Database efforts are employing the ISO-standard data description language, ASN.1, in order to represent scientific data in a general form and to build tools which can be based directly on ASN.1 specifications and independent of particular software environments. Software tools for managing ASN.1 specifications have been built and are being distributed for a variety of software platforms. Through a 'software toolkit' approach, a set of computer programs is being assembled that is modular and readily adaptable to other systems. The toolkit will allow for end-user customization, accommodate contributions from outside sources, and make it possible for commercial firms to develop value-added components and interfaces.

The increasing availability and bandwidth of national research networks and the participation of the NLM in the Federal High Performance Computing Initiative has motivated the development of network-based programs which can run on local workstations and, transparently to the user, connect to high-performance central servers. The servers can search databases for sequence comparisons or document retrieval and rapidly return the results of the search to the user's workstation over the network. A program for sequence similarity searching developed at NCBI, called BLAST, is being used by over 80 major sequencing centers to execute network sequence searches against the entire DNA database in less than 15 seconds. Complementing the network services, databases and software on CD-ROMs permit standalone access to subsets of databases on investigators' own desktop workstations. A CD-ROM, Entrez: Sequences, is being distributed for end-user access to an integrated view of sequence and bibliographic data. NCBI e-mail servers provide an alternative way to retrieve sequences by similarity or full-text searching.
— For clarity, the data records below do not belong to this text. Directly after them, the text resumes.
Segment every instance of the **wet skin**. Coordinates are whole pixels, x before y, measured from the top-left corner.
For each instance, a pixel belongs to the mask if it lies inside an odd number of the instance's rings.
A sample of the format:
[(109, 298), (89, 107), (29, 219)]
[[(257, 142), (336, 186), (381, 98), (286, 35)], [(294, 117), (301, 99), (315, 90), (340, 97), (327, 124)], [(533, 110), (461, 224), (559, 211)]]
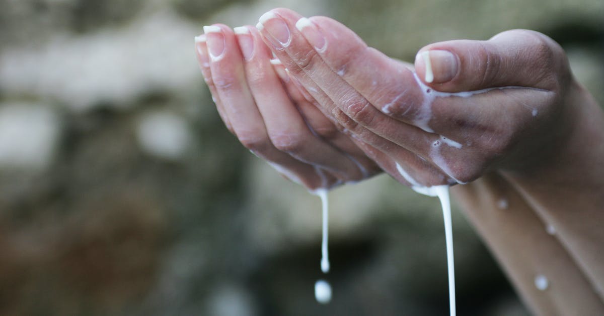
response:
[[(275, 9), (257, 27), (236, 35), (216, 24), (196, 43), (219, 113), (244, 146), (310, 189), (382, 171), (411, 185), (397, 164), (424, 186), (472, 182), (454, 193), (533, 311), (604, 310), (604, 229), (594, 224), (604, 222), (604, 119), (559, 45), (507, 31), (429, 45), (410, 67), (333, 19), (302, 18)], [(502, 193), (515, 197), (510, 209), (528, 211), (493, 227), (477, 212)], [(527, 242), (527, 229), (545, 233), (539, 221), (556, 236)], [(513, 232), (492, 231), (506, 227)], [(518, 258), (515, 243), (570, 259), (554, 269)], [(533, 293), (534, 278), (518, 276), (538, 269), (567, 278), (550, 276), (548, 295)], [(565, 284), (583, 298), (565, 295)]]

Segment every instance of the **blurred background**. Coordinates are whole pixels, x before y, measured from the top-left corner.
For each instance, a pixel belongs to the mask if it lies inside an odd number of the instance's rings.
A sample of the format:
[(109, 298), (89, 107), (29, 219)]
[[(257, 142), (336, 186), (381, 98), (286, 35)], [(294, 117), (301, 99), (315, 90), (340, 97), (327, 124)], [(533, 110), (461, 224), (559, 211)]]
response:
[[(0, 0), (0, 315), (446, 315), (438, 200), (381, 176), (320, 202), (223, 127), (204, 25), (327, 15), (413, 61), (436, 41), (538, 30), (604, 104), (604, 1)], [(528, 312), (454, 209), (460, 315)]]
In conjunction with the NLM's Library Operations Division, monthly literature surveillance is provided to research databanks such as PIR and the Genome Data Bank. The NCBI assists in the cross-indexing of related molecular biology databases in MEDLINE by providing accession numbers from the databases to link to the MEDLINE bibliographic records. The NLM has supported Dr. Victor McKusick's text, Mendelian Inheritance in Man, and developed the text retrieval software (IRX ) for the online version, OMIM. IRX also supports access intramurally at NIH by several hundred users to 15 sequence and factual databases.

Education and Training

The Center fosters scientific communication in the area of computers as applied to molecular biology and genetics by sponsoring meetings, workshops, and lecture series. NCBI staff offer a lecture series on computational molecular biology to NIH investigators. A Scientific Visitors Program has been established to foster collaborations with extramural scientists and to provide on-site training in the use of NCBI programs. Scientific Visitors may receive grants for travel and living costs for periods from a week to several months. A network electronic bulletin board (BITS) has been established for exchange of information on biomolecular software.

Extramural Programs

All extramural funding in the area of computer analysis of molecular biology data is the responsibility of a separate division at the NLM, the Extramural Program Office. The scope of projects it funds in this area is broad and is intended to foster the development of new computer-based analysis methods for the interpretation of molecular biological data.